En 188 Contes à régler
On m'avait prévenu que débarquer sur P. Bis, planète strictement parallèle à notre Terre, réservait des sensations assez surprenantes. Se voir dédoublé et installé dans une vie absolument conforme à celle qu'on avait toujours menée sur Terre ne pouvait être que fort déroutant. Plus déroutant encore que j'aurais pu l'imaginer. Je retrouvai le décalque exact de mes amis et ils exerçaient tous la profession que je leur connaissais, de même que leur domicile m'était familier.

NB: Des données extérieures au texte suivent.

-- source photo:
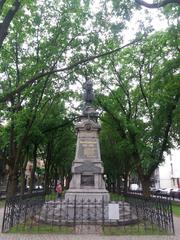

Mais, moi, en revanche, je n'étais pas exactement moi. Alors que j'avais toujours vécu très mal de ma plume de romancier en marge de stupides boulots peu lucratifs, sur P. Bis j'étais un journaliste brillant, très connu et fort demandé. Et surtout, je n'avais pas épousé la même femme, ce qui expliquait sans doute ce déraillement dans ma carrière. J'eus alors l'idée de rechercher la femme qui avait été la mienne sur Terre et j'appris qu'elle vivait toujours, mais aux Etats-Unis, mariée à un architecte de Boston. Alors là, je ne comprenais plus du tout, je me perdais dans un dédale d'absurdes conjectures.
L'explication était pourtant d'une lumineuse évidence. Sur Terre, la jeune femme que j'avais épousée à la fin de la guerre n'aurait pas pu rencontrer cet Américain puisqu'il était mort le 6 juin 44 en débarquant sur la plage d'Arromanches. Mais sur P. Bis, le débarquement avait eu lieu le 5 juin, comme prévu initialement.
Ce qui avait épargné et tué d'autres hommes.